A long time ago, Richard Bower grew up in a small Cornish village where the sky was dark and it was warm enough to sit outside and wonder where they came from. Today, he is Professor of Cosmology at Durham University. He works at the ICC, the Institute for Computational Cosmology, creating a virtual Universe with some of the world’s largest computers. This is clearly an almost impossible task, yet recently his simulations have taken a major step forward and are able to reproduce galaxies in the observed universe in remarkable detail.

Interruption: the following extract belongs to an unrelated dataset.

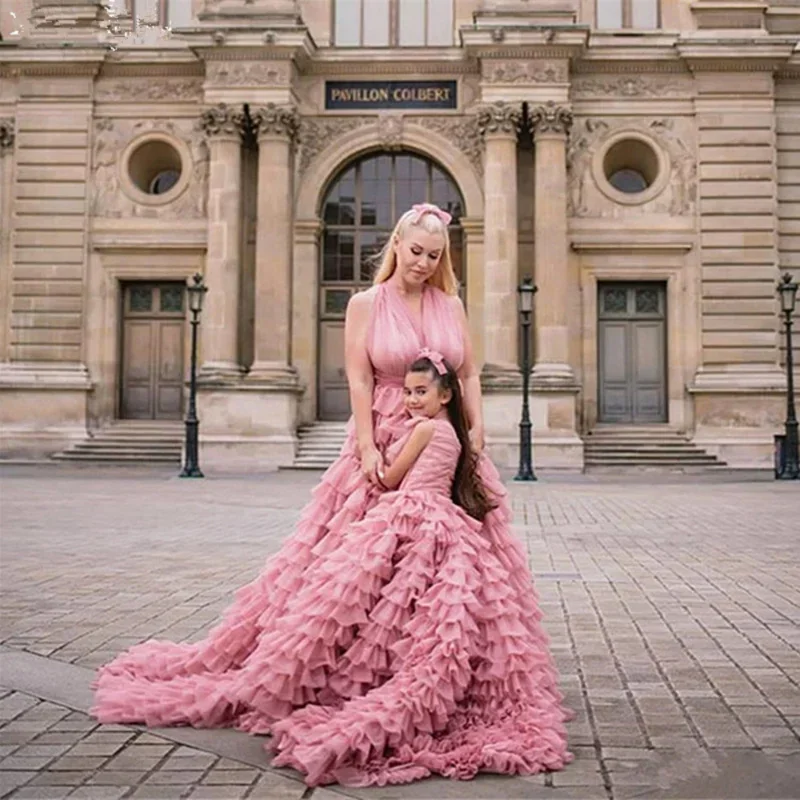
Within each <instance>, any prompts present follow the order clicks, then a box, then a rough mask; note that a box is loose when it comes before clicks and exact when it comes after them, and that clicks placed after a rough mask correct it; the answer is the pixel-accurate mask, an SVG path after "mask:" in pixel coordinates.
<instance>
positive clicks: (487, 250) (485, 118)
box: [478, 102, 522, 391]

Professor Bower’s interests span observational and theoretical studies of galaxy formation. His research time is shared between observational and theoretical cosmology. In particular, he works on the formation and evolution of galaxies and clusters of galaxies. He is fascinated by the existence of galaxies and the ways in which they formed. Why is the night sky so full of stars? What has made the different types of galaxies so different from each other? He likes to speculate about what it would be like to live in a galaxy cluster.

After graduating with a First in Physics at Oxford, he completed his PhD thesis at the University of Durham and went on hold research positions in Munich and Edinburgh before returning to Durham as a lecturer. As well as teaching courses on Cosmology and Computing, he has lectured on topics as diverse as the Physics of Motorsport and, now, on Robert Grosseteste’s 13th century vision of the creation of the Universe, “De Luce”. Professor Bower leads the Intel Parallel Computing Centre at Durham, developing SWIFT, a revolutionary new approach to high-performance computing.